Biofeedback is a therapy that aims to train women to recognise some body signals such as heart rate, muscular tension or temperature and, in consequence, change their body responses with the aid of electronic instruments that give a signal. It is an alternative approach that aims to allow women to gain control over their body responses, for example by concentrating on their rate, rhythm and type of breathing, and has been used as a behavioural therapy for multiple health problems, including pain. The purpose of the review was to see whether biofeedback, taught in prenatal classes, would have an effect in relieving pain during labour. The review includes four studies (involving 186 women who were pregnant for the first time). The randomised controlled studies were very different, and of poor quality, making it difficult to draw any firm conclusions. Most studies assessed the effects of electromyographic biofeedback, which measures muscle tone. There was no significant evidence of a difference between biofeedback and control groups in terms of assisted vaginal birth, caesarean section, augmentation of labour and the use of pharmacological pain relief. There was not enough information on electromyographic to assess its effect on pain during labour. This review is one in a series of Cochrane reviews examining pain relief in labour, which will contribute to an overview of systematic reviews of pain relief for women in labour (in preparation).

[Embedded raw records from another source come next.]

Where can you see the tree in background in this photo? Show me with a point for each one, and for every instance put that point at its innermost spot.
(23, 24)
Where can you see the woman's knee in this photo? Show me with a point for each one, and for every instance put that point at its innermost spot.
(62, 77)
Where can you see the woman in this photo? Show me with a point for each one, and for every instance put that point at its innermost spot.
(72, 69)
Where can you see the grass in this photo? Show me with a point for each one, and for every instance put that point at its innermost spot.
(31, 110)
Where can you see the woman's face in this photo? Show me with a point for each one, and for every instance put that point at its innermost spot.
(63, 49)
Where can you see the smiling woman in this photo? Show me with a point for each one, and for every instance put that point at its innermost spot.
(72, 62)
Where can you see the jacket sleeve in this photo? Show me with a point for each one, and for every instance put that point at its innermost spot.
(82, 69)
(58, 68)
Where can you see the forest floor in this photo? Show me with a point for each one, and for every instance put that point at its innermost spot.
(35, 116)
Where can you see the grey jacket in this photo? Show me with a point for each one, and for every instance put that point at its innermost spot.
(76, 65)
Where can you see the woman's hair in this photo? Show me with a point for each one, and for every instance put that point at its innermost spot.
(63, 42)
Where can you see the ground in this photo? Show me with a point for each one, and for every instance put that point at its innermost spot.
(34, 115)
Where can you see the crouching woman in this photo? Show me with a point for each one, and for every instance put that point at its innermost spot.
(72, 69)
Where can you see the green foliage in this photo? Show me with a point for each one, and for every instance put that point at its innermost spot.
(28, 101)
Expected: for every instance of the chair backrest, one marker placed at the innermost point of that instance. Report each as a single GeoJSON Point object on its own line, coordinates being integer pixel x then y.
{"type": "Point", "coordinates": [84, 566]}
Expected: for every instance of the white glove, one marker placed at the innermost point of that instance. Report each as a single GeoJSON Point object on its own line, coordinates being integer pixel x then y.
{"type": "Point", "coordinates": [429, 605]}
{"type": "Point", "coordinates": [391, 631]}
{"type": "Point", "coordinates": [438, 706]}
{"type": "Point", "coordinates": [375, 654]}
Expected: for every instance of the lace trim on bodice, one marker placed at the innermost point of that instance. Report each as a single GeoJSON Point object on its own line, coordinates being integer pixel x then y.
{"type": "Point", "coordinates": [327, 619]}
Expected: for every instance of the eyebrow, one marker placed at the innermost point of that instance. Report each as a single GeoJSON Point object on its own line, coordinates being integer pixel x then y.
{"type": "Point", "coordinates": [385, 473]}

Despite some positive results shown in the included trials, there is insufficient evidence that biofeedback is effective for the management of pain during labour.
Labour is often associated with pain and discomfort caused by a complex and subjective interaction of multiple factors, and should be understood within a multi-dimensional and multi-disciplinary framework. Within the non-pharmacological approach, biofeedback has focused on the acquisition of control over some physiological responses with the aid of electronic devices, allowing individuals to regulate some physical processes (such as pain) which are not usually under conscious control. The role of this behavioural approach for the management of pain during labour, as an addition to the standard prenatal care, has been never assessed systematically. This review is one in a series of Cochrane reviews examining pain relief in labour, which will contribute to an overview of systematic reviews of pain relief for women in labour (in preparation).

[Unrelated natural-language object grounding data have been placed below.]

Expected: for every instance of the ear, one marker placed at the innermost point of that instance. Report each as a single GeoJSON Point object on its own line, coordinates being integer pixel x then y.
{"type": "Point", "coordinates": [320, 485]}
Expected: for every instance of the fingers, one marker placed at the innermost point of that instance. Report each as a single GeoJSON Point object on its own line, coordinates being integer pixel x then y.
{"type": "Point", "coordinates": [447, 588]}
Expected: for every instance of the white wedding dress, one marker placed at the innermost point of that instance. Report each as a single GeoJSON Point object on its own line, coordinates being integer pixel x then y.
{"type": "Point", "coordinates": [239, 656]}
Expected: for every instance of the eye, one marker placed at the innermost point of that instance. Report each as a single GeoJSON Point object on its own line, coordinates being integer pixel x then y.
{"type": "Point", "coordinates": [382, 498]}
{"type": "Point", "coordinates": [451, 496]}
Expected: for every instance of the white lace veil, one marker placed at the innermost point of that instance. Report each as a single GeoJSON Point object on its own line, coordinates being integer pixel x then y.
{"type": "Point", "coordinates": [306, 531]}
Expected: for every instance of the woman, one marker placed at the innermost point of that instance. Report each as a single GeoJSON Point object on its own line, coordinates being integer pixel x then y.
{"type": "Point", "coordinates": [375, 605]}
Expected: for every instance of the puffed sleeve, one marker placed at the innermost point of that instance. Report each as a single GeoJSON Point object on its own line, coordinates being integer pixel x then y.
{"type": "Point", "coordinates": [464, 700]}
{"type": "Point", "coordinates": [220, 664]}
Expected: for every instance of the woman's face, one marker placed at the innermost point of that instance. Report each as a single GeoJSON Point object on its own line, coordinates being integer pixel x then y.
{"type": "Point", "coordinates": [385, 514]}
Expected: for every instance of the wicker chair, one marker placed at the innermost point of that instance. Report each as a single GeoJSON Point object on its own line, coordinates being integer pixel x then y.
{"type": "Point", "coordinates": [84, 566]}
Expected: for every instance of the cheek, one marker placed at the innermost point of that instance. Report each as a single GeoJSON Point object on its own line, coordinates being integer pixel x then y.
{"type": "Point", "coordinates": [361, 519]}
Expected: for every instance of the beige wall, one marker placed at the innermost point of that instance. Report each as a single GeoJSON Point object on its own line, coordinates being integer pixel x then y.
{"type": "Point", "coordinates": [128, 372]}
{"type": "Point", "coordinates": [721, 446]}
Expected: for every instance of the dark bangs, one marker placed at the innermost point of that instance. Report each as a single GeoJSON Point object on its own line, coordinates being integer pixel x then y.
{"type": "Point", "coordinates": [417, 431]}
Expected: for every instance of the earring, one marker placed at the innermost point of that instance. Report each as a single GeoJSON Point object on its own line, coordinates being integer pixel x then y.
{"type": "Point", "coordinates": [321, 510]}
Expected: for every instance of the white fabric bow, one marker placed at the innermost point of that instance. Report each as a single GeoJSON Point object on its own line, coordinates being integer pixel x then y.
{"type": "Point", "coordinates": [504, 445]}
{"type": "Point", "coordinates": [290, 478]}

To examine the effectiveness of the use of biofeedback in prenatal lessons for managing pain during labour.
We searched the Cochrane Pregnancy and Childbirth Group's Trials Register (31 March 2011), CENTRAL (The Cochrane Library 2011, Issue 1), PubMed (1950 to 20 March 2011), EMBASE (via OVID) (1980 to 24 March 2011), CINAHL (EBSCOhost) (1982 to 24 March 2011), and PsycINFO (via Ovid) (1806 to 24 March 2011). We searched for further studies in the reference lists of identified articles.

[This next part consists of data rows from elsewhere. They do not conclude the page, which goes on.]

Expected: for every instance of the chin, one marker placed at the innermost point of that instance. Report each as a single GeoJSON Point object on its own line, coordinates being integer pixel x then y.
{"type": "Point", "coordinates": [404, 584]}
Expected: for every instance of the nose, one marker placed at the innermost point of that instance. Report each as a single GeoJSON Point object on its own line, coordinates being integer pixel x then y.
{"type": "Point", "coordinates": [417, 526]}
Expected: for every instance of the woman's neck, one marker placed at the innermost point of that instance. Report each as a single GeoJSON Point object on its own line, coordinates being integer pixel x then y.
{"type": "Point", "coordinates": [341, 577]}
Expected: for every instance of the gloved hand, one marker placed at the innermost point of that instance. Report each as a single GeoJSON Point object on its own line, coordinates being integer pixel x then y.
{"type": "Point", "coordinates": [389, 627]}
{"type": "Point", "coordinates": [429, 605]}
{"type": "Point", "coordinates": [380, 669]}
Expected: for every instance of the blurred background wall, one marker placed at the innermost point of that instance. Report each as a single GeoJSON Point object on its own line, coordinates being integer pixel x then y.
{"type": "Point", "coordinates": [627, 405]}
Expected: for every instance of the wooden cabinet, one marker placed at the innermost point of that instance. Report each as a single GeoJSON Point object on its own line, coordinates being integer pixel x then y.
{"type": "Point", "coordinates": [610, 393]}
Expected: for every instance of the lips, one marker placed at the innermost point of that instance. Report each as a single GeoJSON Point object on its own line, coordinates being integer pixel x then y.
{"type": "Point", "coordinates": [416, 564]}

Randomised controlled trials of any form of prenatal classes which included biofeedback, in any modality, in women with low-risk pregnancies.
Two authors independently assessed trial quality and extracted data.
The review included four trials (186 women) that hugely differed in terms of the diversity of the intervention modalities and outcomes measured. Most trials assessed the effects of electromyographic biofeedback in women who were pregnant for the first time. The trials were judged to be at a high risk of bias due to the lack of data describing the sources of bias assessed. There was no significant evidence of a difference between biofeedback and control groups in terms of assisted vaginal birth, caesarean section, augmentation of labour and the use of pharmacological pain relief. The results of the included trials showed that the use of biofeedback to reduce the pain in women during labour is unproven. Electromyographic biofeedback may have some positive effects early in labour, but as labour progresses there is a need for additional pharmacological analgesia.